= Handling course =

The handling course is a section of vehicle industry proving grounds which provides the possibility to examine vehicle behaviour, vehicle manoeuvrability, and technical settings under controlled no-traffic circumstances. This track, which typically forms a loop, is often compared to smaller racecourses; it is, however strictly designed for testing. The layout of its environment imitates motorway circumstances.

== Structure ==
In most cases handling courses consist of two parts: low and high speed courses, both enable the same types of tests, only at differing speeds. Handling courses may also be categorised either as wet or dry courses according to the availability of the option for track wetting.

The alternative routes of the handling courses provide diverse track options for the tests. As the course sections have varying radius of curvature, handling courses are suitable for testing all vehicles types. Several types of specially paved shorter sections may also belong to handling courses depending on the given proving ground. These may be curved, straight or even wavy asphalt track sections, furthermore straight or curving sections with varying sideway slopes. Occasionally even degraded surfaces requiring maintenance are built deliberately in order to increase the number of options; furthermore sections suitable for conducting aquaplaning tests may also be inserted. The option of wetting of the latter sections is usually provided by using nozzles. The safety of testing is ensured b the crash spaces designed around the curves.

== Goal and utilization ==
Vehicle behaviour or manoeuvrability refers to the testing of the connection between steering and the running gear, the different assistance appliances (ESP, ABS, ASR), and other systems influencing the dynamics of vehicles. As testing options are unlimited, handling courses are suitable for all situations related to the dynamics of modern vehicles.

== Handling courses of existing proving grounds ==
Currently most proving grounds in Europe feature handling courses. The most well-known examples are the Boxberg Proving Ground constructed by Bosch (Germany) and the Vaitoudden Winter Test Centre in Sweden. A test track featuring a handling course is currently under construction in Zalaegerszeg, Hungary as well.

=== Boxberg Proving Ground, Germany, Boxberg ===
The handling course at the Boxberg Proving Ground consists of two parts.
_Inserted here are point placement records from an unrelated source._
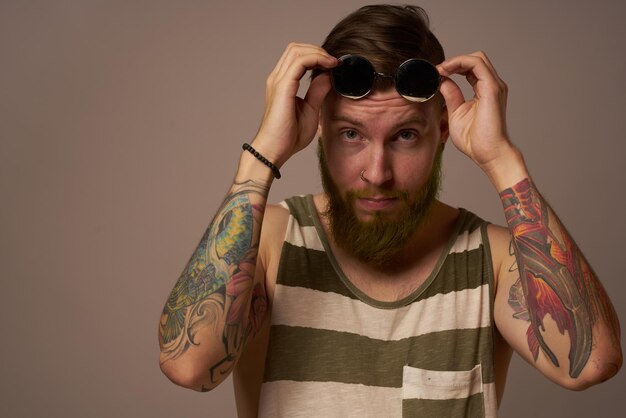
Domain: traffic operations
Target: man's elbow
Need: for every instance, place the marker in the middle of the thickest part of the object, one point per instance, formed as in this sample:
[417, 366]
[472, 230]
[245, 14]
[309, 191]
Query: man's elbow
[186, 376]
[596, 372]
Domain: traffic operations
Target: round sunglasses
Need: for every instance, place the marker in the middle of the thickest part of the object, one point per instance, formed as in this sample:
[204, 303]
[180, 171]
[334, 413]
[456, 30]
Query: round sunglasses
[415, 79]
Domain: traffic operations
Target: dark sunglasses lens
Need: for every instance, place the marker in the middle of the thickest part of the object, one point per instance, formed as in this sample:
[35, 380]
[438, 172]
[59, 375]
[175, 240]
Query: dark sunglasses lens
[417, 80]
[354, 77]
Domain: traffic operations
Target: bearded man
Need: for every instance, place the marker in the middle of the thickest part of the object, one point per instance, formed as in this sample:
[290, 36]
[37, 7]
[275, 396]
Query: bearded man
[374, 298]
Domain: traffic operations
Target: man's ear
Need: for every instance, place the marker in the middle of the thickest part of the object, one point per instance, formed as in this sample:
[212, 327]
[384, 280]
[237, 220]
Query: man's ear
[444, 130]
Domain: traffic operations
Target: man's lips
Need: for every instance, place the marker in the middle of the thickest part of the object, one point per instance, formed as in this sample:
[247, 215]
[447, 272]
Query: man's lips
[374, 203]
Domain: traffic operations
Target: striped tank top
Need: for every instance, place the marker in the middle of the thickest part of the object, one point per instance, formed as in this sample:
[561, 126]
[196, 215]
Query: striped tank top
[335, 352]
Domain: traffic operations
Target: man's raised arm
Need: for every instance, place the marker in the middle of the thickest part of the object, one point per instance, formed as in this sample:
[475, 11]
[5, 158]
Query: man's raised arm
[219, 300]
[549, 306]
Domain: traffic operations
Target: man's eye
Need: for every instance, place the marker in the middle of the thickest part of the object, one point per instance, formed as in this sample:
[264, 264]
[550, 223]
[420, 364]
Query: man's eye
[407, 136]
[351, 134]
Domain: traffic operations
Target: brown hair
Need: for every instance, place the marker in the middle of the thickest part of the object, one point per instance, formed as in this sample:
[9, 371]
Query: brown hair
[385, 34]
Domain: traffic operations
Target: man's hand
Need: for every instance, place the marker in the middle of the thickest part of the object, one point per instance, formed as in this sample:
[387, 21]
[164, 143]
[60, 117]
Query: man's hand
[478, 126]
[290, 122]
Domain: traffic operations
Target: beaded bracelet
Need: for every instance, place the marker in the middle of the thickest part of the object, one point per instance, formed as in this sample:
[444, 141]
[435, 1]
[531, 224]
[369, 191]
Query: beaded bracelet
[248, 147]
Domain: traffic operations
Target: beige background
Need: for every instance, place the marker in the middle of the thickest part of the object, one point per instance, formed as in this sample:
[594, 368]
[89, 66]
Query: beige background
[121, 123]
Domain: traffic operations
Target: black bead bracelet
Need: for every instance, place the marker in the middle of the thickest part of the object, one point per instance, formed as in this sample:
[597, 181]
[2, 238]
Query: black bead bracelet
[248, 147]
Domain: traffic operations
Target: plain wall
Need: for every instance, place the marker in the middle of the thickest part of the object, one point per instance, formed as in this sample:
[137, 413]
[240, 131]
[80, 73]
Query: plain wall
[121, 124]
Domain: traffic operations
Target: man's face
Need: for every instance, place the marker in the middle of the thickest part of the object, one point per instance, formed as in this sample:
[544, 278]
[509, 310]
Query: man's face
[398, 144]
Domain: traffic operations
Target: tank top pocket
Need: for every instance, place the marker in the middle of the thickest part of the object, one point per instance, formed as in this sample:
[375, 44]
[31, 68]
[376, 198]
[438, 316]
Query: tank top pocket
[434, 393]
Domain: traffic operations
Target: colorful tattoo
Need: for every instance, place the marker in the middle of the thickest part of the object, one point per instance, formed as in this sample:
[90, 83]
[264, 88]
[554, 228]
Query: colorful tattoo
[555, 279]
[216, 286]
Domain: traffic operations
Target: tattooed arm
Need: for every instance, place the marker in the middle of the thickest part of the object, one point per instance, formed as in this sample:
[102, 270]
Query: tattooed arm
[220, 298]
[218, 302]
[549, 306]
One part is designed for higher speeds suitable for testing all vehicles types thanks to its radius of curvature varying between 48 m and 101 m. The other part is designed with radius of curvature varying between 15 m and 115 m, and has inclinations which increase its difficulty. Several sections of this part are wettable, and it also has a circular surface for drifting. It is not suitable for testing heavy-duty vehicles and buses, but it has a track unit imitating a mountain tunnel, which is suitable for simulating windy circumstances.

=== Vaitoudden Winter Test Centre, Sweden ===
The handling course at the Vaitoudden Winter Test Centre may be divided into two parts, one with snowy surface, the other with frozen. The total length of the snowy surface is 2470 m, its width is approx. 5 m, it contains 13 curves, and due to the snow its grip is medium (μ <0,3). The frozen surface is also divided into two sections. The total length of the first section is approx. 1850 m, its width is approx. 5 m, it contains 8 curves, and the grip of the ice is medium (μ <0,3). The second section is approx. 3000 m long and has the same width as the first section, it contains 30 curves and its grip is also the same as that of the first.

=== ATP Automotive Testing Papenburg GmbH, Germany ===
The handling course at the Papenburg Test Centre is a small scale replica of the racecourse at Hockenheim with a length of 2.6 km and a width of 10 m, and may be divided into two independent units.

=== Zala ZONE Vehicle Industry Test Track, Zalaegerszeg, Hungary ===
The handling course will be a basic component of the test track currently under construction near Zalaegerszeg. The external handling course designed for high speeds will have a total length of 2032 m and a width of 12 m. Its straight sections and curve radius enable reaching a speed of 120 km/h. The 1334 m long and 6 m wide internal handling course will be designed for the same tests at lower speeds of maximum 60 km/h.

Furthermore, the handling course will contain several specially paved section inserts, such as pothole and eroded sections, basalt pavement, straight, curved and wavy pavements, hilly road sections and a section with a 5% sideway slope. A basalt pavement disc will also be built suitable for testing drifting and skidding, as well as a section insert which enables the simulation of sliding on a wet road.